La parole de l’enseignant est une autre activité proposée. Comment doit-elle être ?

En observant les classes, on a remarqué que la parole entre les enseignants et les élèves était inégalement répartie encore plus quand on est stressé, qu’on manque d’autorité. En prendre conscience peut permettre de réajuster ses pratiques et de laisser davantage de place aux élèves qui parviennent souvent très bien à se réguler entre eux. On a remarqué que les apprentissages étaient souvent meilleurs quand l’enseignant se mettait un peu en retrait. Les élèves ont aussi besoin de temps de silence pour réfléchir. Le flot d’explications peut les noyer et agiter la classe. Or on vérifie mieux que les élèves sont en processus d’apprentissage quand on vérifie qu’ils sont capables de verbaliser et de reformuler ce qu’on leur a dit. C’est donc intéressant pour le climat de classe et les apprentissages.

Quels conseils donneriez-vous pour éviter et régler les conflits ?

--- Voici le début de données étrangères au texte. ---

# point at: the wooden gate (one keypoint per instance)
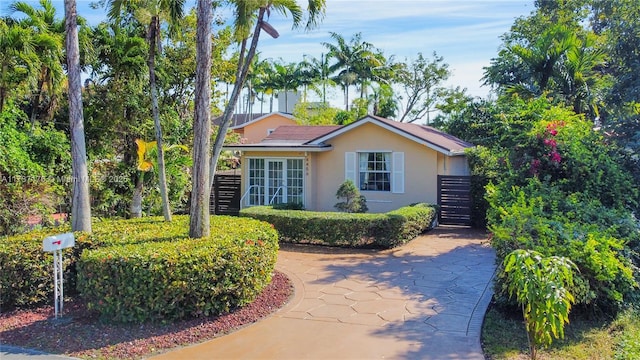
(225, 195)
(454, 199)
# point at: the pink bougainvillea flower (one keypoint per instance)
(535, 166)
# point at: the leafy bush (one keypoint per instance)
(347, 229)
(543, 219)
(31, 162)
(353, 202)
(136, 270)
(27, 278)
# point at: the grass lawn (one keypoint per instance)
(504, 337)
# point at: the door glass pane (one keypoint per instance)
(275, 182)
(295, 186)
(256, 182)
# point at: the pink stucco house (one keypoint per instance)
(394, 164)
(253, 128)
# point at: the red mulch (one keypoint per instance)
(79, 332)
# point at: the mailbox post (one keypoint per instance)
(55, 244)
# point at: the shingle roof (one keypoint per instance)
(238, 119)
(317, 136)
(429, 134)
(302, 133)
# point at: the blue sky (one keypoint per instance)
(465, 32)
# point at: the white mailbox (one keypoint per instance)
(58, 242)
(54, 244)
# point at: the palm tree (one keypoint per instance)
(353, 62)
(48, 43)
(155, 11)
(541, 57)
(18, 59)
(286, 78)
(251, 14)
(80, 202)
(577, 77)
(199, 219)
(316, 72)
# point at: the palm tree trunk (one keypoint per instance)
(35, 103)
(243, 67)
(153, 35)
(80, 204)
(136, 199)
(199, 220)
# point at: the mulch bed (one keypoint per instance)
(80, 333)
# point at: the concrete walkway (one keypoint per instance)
(425, 300)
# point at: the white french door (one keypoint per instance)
(276, 186)
(275, 181)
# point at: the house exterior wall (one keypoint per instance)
(308, 180)
(255, 132)
(325, 171)
(420, 165)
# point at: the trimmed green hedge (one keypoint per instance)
(27, 271)
(347, 229)
(146, 269)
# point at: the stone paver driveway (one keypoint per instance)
(424, 300)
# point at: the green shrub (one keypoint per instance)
(353, 202)
(545, 220)
(347, 229)
(27, 271)
(132, 270)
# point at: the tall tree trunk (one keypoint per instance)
(153, 35)
(136, 199)
(35, 103)
(80, 204)
(243, 69)
(199, 220)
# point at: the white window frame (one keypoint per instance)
(396, 171)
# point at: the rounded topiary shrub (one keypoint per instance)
(179, 277)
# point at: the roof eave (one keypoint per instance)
(277, 148)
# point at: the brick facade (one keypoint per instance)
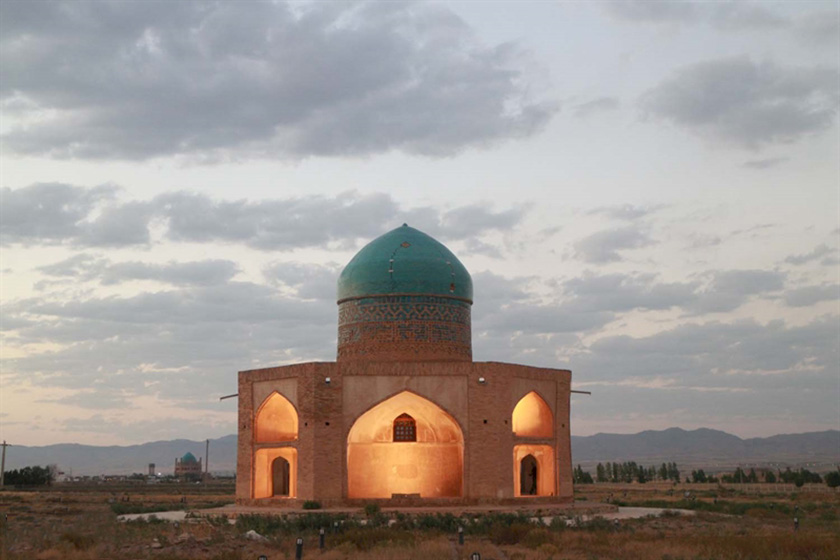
(404, 348)
(327, 412)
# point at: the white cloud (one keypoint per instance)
(128, 80)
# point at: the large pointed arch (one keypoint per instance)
(431, 466)
(532, 417)
(276, 420)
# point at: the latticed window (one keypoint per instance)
(405, 428)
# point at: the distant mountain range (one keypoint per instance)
(709, 449)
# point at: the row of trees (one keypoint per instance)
(788, 476)
(30, 476)
(630, 471)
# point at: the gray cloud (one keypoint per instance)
(622, 292)
(819, 29)
(809, 295)
(308, 281)
(739, 15)
(595, 106)
(209, 79)
(729, 289)
(734, 15)
(745, 103)
(48, 212)
(604, 246)
(765, 163)
(56, 213)
(819, 252)
(715, 351)
(628, 212)
(166, 343)
(106, 272)
(643, 11)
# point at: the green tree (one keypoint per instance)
(30, 476)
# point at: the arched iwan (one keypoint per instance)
(535, 461)
(276, 420)
(431, 466)
(532, 417)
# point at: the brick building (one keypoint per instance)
(404, 414)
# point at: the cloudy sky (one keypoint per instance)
(646, 193)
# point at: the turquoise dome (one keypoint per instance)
(404, 261)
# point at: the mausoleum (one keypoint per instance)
(404, 415)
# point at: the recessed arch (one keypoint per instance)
(265, 470)
(431, 466)
(280, 477)
(528, 475)
(533, 470)
(532, 417)
(276, 420)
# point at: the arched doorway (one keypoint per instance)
(528, 476)
(270, 478)
(405, 445)
(534, 470)
(280, 470)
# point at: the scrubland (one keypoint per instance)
(726, 525)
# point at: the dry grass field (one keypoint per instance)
(727, 525)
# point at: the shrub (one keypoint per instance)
(538, 537)
(366, 538)
(79, 541)
(509, 534)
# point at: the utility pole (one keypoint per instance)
(3, 464)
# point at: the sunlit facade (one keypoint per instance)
(404, 415)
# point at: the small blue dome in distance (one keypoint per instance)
(189, 458)
(405, 261)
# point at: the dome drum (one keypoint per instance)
(405, 327)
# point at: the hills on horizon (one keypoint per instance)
(701, 448)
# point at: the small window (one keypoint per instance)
(405, 428)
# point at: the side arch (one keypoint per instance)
(430, 466)
(532, 417)
(276, 420)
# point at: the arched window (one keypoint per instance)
(433, 467)
(532, 417)
(405, 428)
(276, 420)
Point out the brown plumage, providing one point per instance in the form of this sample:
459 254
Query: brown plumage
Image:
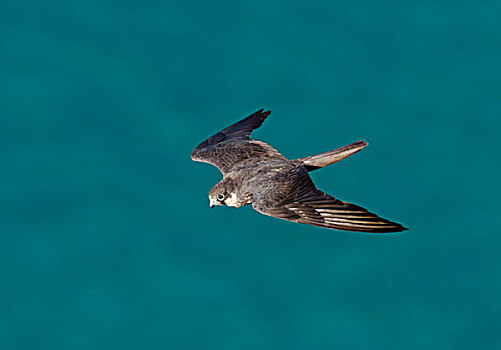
256 173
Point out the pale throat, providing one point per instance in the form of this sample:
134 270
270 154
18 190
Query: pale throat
234 201
231 201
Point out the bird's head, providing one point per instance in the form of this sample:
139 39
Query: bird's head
225 193
220 193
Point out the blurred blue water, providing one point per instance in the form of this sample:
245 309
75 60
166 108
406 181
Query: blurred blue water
106 237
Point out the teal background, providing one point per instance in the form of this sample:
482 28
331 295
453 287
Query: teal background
107 241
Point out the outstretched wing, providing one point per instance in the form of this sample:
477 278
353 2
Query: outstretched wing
233 144
294 197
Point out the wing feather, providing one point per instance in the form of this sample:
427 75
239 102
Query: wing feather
233 144
304 203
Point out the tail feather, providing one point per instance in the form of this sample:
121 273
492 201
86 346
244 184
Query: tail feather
324 159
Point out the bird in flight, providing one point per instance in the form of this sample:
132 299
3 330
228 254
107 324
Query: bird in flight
256 173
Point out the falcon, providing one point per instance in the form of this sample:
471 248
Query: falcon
256 173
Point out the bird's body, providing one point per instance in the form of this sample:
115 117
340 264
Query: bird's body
256 173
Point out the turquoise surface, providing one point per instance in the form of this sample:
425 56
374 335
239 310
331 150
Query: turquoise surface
107 241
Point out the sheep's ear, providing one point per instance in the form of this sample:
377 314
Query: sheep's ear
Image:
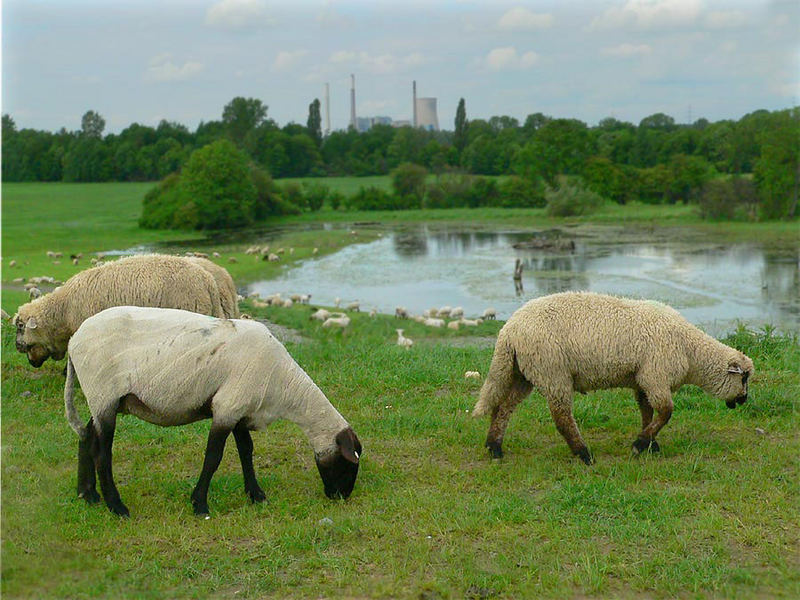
348 444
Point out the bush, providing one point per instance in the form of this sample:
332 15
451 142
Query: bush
518 192
572 199
217 179
370 198
409 180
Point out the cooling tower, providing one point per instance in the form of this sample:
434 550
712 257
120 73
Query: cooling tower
426 114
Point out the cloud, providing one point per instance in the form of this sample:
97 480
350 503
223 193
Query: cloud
628 50
287 60
379 64
646 15
725 19
161 69
238 14
504 59
522 19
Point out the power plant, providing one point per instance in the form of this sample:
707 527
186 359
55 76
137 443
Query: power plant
424 114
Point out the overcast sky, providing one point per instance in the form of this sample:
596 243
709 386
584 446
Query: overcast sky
143 61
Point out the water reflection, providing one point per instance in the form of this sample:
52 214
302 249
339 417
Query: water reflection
712 284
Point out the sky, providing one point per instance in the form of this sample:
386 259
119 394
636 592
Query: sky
182 60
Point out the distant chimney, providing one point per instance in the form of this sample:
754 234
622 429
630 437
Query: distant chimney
414 88
327 109
353 122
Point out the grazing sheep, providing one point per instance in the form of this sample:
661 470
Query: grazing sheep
581 341
227 289
340 322
45 325
173 367
403 340
320 315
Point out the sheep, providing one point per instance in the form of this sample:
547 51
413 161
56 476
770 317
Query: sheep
227 289
320 315
45 325
173 367
402 340
340 322
582 341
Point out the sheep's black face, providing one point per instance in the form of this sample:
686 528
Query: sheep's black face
340 468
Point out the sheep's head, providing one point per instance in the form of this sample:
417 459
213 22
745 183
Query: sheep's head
732 386
339 467
33 340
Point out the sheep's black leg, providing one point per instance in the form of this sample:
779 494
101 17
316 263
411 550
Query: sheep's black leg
520 388
244 443
102 442
561 410
214 449
86 471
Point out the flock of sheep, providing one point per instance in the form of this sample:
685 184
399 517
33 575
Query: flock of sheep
159 337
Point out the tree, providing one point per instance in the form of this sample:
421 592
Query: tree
314 122
460 134
92 125
242 115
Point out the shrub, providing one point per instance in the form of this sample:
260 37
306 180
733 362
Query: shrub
518 192
572 199
370 198
217 179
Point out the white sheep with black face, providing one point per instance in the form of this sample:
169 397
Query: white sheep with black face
173 367
581 341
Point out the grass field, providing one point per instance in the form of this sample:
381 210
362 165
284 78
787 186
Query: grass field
714 515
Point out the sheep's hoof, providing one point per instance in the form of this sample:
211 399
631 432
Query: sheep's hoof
91 496
641 444
585 456
256 495
495 450
119 509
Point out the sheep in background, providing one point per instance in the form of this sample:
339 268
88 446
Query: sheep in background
403 340
45 325
172 367
340 322
581 341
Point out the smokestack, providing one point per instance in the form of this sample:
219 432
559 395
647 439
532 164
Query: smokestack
327 109
353 122
414 88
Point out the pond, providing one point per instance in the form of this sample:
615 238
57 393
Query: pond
715 285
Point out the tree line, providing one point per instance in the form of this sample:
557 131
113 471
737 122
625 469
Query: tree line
657 160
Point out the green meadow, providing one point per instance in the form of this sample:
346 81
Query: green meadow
715 514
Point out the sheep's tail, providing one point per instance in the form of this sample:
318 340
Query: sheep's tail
69 402
499 380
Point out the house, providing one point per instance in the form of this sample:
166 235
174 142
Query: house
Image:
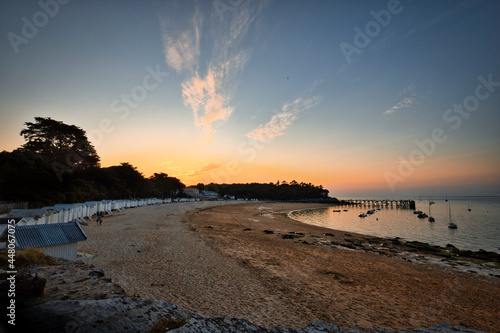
58 240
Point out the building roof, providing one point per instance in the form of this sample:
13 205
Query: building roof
41 235
46 211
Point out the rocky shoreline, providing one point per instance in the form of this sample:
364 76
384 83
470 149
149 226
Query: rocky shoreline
80 298
141 315
308 277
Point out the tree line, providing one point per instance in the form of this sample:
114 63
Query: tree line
58 164
283 191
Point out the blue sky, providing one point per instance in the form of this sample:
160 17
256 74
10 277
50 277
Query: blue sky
346 94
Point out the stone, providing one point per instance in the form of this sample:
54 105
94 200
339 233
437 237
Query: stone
96 272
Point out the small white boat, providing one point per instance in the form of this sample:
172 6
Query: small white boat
451 224
430 219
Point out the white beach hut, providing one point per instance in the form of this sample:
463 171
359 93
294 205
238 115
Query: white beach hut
58 240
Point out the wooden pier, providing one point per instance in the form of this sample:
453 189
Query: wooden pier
405 204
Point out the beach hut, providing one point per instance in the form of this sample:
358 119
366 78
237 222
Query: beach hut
58 240
36 216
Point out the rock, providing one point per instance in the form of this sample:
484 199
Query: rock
290 236
96 272
140 315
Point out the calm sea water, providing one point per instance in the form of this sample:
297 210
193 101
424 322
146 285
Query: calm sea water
477 229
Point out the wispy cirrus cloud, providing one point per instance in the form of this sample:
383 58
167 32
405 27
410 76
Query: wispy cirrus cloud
290 112
182 47
204 170
409 97
207 89
403 104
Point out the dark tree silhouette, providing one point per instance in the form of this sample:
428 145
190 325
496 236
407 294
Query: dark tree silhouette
66 146
165 185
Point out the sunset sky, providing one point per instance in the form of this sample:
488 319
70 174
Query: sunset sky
396 98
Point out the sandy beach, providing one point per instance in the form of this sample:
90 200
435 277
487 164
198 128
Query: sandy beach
250 261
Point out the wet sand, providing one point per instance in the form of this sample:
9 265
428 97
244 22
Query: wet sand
234 261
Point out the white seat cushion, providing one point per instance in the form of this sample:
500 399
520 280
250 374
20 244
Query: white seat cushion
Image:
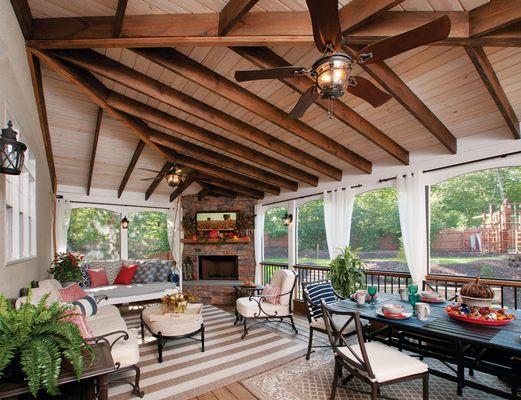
386 362
250 308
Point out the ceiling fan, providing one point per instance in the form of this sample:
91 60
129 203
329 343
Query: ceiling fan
332 72
173 177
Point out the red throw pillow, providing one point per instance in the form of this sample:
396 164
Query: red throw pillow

Plusieurs choses peuvent être proposées. Il ne faut pas hésiter à établir des règles de classe avec les élèves. Poser un cadre clair et identique pour tout le monde. Ce n’est pas quelque chose qui leur est imposé puisqu’ils ont participé à son élaboration. Un autre conseil, c’est de proposer des temps d’échange et de discussion réguliers afin qu’ils puissent exprimer leurs préoccupations. Ça développe la communication, la compréhension mutuelle et permet d’éviter les conflits car beaucoup naissent d’un malentendu. Là encore, la classe peut trouver des solutions de manière collective.